By having this weird API on slices, they force you to be explicit on allocating new memory.

>>bsaul+6f1
None of that makes any sense. Slices don't force you to be explicit on allocating new memory in any way. you can literally do this:

    s := []int{}
    for i := range 29754 {
        s = append(s, i)
    }

do you see explicit allocation of new memory? As far as I'm concerned that's not in any way more explicit than e.g.

    var s = new List();
    foreach(var i in Enumerable.Range(0, 29754)) {
        s.Add(i);
    }

>>maskli+Li1
s = append(s,i) makes you realize something happened to the memory behind s. Otherwise you would simply call s.append(i)

>>bsaul+mj1
The something that happens is that slices are not heap collections (unlike hashmap which say even less about allocations, but I'm sure you'll find an other excuse), so you can't even increment their length without returning a new copy.

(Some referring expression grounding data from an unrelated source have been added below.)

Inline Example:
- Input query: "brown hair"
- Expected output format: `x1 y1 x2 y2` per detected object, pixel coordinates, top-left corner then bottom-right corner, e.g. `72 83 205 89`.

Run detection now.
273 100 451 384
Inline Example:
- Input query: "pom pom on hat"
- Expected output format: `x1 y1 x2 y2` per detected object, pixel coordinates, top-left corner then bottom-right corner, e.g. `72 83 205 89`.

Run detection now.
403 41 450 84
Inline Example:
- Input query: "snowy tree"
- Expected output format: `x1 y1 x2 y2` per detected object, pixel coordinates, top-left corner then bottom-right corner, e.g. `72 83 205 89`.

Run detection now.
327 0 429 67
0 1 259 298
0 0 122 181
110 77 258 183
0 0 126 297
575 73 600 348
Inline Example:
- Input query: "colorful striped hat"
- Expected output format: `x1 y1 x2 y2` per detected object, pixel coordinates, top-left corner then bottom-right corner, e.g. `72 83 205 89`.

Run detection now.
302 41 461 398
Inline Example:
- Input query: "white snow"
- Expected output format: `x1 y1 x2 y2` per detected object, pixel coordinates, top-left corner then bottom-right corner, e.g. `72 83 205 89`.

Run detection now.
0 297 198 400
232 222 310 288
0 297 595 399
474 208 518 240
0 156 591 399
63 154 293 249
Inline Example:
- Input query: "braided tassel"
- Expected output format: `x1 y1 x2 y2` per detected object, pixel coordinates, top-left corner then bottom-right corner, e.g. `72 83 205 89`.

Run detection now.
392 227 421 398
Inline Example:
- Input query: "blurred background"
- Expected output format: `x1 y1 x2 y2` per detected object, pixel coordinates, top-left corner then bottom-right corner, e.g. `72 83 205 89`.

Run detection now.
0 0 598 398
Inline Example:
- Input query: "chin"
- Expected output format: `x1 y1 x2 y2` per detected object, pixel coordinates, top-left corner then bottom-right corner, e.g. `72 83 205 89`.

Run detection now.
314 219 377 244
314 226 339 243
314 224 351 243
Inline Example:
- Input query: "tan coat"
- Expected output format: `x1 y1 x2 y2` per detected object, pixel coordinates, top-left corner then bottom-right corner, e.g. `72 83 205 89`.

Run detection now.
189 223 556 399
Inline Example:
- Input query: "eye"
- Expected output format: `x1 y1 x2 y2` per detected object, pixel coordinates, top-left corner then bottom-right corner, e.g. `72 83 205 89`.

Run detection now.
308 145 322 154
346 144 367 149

I also fail to see how this would translate to

> make programmers mindful of the cost of allocating new space on array operations.

anyway. `append` is not taking in an allocator, reporting allocation failures, or reporting reallocations here. Like proper vectors, it's silently reallocating (and over-allocating) as needed.

>>bsaul+6f1
> they force you to be explicit on allocating new memory.

Not at all. With e.g. `append` being a “maybe I'll allocate, maybe not, take a guess” kind of method, it's basically just like Java's `List.add` with extra steps and much worse egonomics.